This smooth view of mCMV antigen presentation was called into question by the finding that CD8-positive ex vivo cytolytic T lymphocytes (CTL) isolated from pulmonary infiltrates during mCMV pneumonia lysed infected foetal fibroblasts preferentially in the E phase (Holtappels et al., 1998 ). MHC restriction of that recognition predicted the existence of antigenic E phase peptides presented by MHC class I molecules. In addition, control of mCMV in the Ld gene-deletion mutant BALB/c-H-2dm2 (Alterio de Goss et al., 1998 ) indicated the existence of antigenic peptide(s) presented by Kd and/or Dd. As a fancy of nature, the immune evasion protein pORFm04 (gp34) was the first E protein of mCMV for which an antigenic peptide was identified, namely peptide 243YGPSLYRRF251 presented by Dd (Holtappels et al., 2000a ). Further E proteins instantly followed. Specifically, mCMV homologues of human CMV (hCMV) pUL83 (pp65), namely pM83 (pp105) and pM84 (p65) (Cranmer et al., 1996 ; Morello et al., 1999 , 2000 ), were found to account for antigenic peptides 761YPSKEPFNF769 (Holtappels et al., 2001 ) and 297AYAGLFTPL305 (Holtappels et al., 2000b , 2001 ) presented by Ld and Kd, respectively. However, these three E peptides represented subdominant antigenic peptides. While CTL lines (CTLL) with the respective peptide specificities were all protective in preemptive cytoimmunotherapy of mCMV disease (Holtappels et al., 2000a , 2001 ), the quantitative contribution of these peptides to the priming of an immune response during mCMV infection was minimal to undetectable (Holtappels et al., 2000c , 2001 ). The idea that subdominance might be a characteristic feature of E phase peptides soon proved to be unfounded: very recent work identified a dominant peptide in E protein pORFm164 (Holtappels et al., 2002 ). Peptide 257AGPPRYSRI265 is presented by Dd and elicits acute and memory CD8 T cells at a frequency that compares to IE1.

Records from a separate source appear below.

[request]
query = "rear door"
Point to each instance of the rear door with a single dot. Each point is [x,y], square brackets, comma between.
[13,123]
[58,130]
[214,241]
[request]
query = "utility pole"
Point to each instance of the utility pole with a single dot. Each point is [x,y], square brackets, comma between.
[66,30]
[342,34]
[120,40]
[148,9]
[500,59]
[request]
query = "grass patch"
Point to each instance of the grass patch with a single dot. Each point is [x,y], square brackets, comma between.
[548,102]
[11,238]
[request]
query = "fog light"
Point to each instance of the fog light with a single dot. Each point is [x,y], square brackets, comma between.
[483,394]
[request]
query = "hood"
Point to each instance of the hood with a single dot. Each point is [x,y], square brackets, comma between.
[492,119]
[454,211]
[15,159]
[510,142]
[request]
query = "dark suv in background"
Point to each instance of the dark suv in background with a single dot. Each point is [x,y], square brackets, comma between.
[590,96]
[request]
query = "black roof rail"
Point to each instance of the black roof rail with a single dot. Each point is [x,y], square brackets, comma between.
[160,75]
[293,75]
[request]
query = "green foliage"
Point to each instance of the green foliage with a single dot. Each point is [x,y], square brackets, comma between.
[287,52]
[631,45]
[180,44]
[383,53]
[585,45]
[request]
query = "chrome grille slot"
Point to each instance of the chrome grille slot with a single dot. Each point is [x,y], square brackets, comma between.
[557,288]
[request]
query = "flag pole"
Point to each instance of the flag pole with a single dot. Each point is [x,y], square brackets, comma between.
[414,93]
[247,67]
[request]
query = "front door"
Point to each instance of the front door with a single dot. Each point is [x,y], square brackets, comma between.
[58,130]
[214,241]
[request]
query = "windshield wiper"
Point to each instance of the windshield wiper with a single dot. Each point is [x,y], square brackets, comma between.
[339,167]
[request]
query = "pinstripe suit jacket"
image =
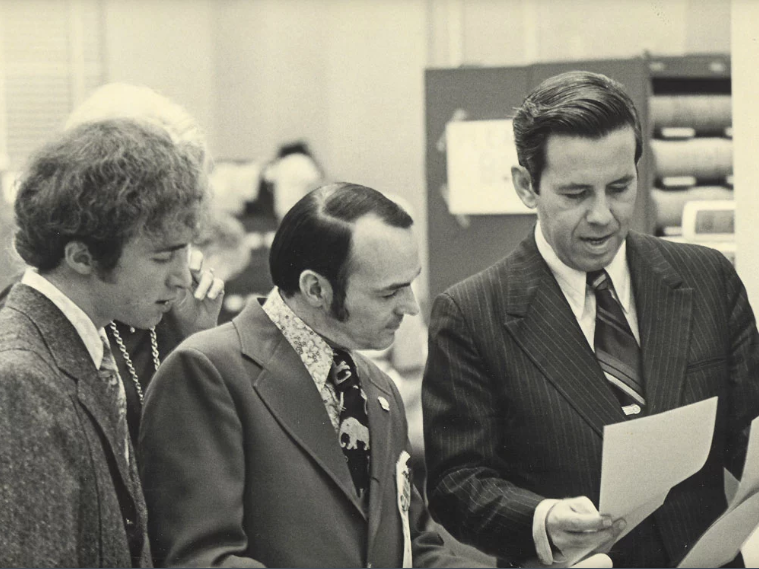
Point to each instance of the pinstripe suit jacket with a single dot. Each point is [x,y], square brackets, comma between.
[515,402]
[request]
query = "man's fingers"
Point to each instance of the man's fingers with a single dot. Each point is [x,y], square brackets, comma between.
[216,289]
[576,515]
[583,541]
[581,505]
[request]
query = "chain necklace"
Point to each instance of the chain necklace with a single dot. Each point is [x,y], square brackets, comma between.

Naturally processed m164 peptide was found to elute in fractions 22 and 23 of a high performance liquid chromatography (HPLC) separation of peptides present in lysates of foetal fibroblasts in the late phase of infection (Holtappels et al., 2002 ). Notably, in that study, an enzyme-linked immunospot (ELISPOT) assay performed with the naturally processed peptides present in fractions 22 and 23 revealed a frequency of responding memory CD8 T cells that was higher than the frequency obtained after stimulation with a saturating dose of synthetic m164 peptide. This finding had thus indicated the existence of at least one further antigenic peptide co-eluting with the m164 peptide.

How can this hidden peptide be disclosed? We knew from previous experience that mass spectrometry is not a promising approach, because an HPLC fraction represents a mixture of different peptides, including many self peptides, all present in a low absolute amount. Support came from the analysis of MHC restriction of antigenic activity. In a previous report, we had shown already that short-term microculture CTLL raised with the fraction 22 and 23 eluates lysed only L-Dd transfectants pulsed with the same eluates, but not L-Ld or L-Kd transfectants (Holtappels et al., 2000a ). As a consequence, like the m164 peptide, the unknown peptide co-eluting must be presented by Dd. In two previous reports in which the Dd-restricted m04 (Holtappels et al., 2000a ) and m164 (Holtappels et al., 2002 ) peptides were identified, we had already performed genome-wide screenings of Dd-binding motifs based on the forecast developed by Rammensee and co-workers (reviewed by Rammensee et al., 1997 ). Both screenings had indicated the existence of minor activities, which we had, at that time, not followed any further. One such minor activity was visible in both previous screenings and mapped to genomic position C19158 within HindIII fragment A of the mCMV Smith strain genome (Ebeling et al., 1983 ; Rawlinson et al., 1996 ; GenBank accession no. MCU68299). The corresponding peptide 346SGPSRGRII254 is part of the ORFm18 protein (Fig. 1a).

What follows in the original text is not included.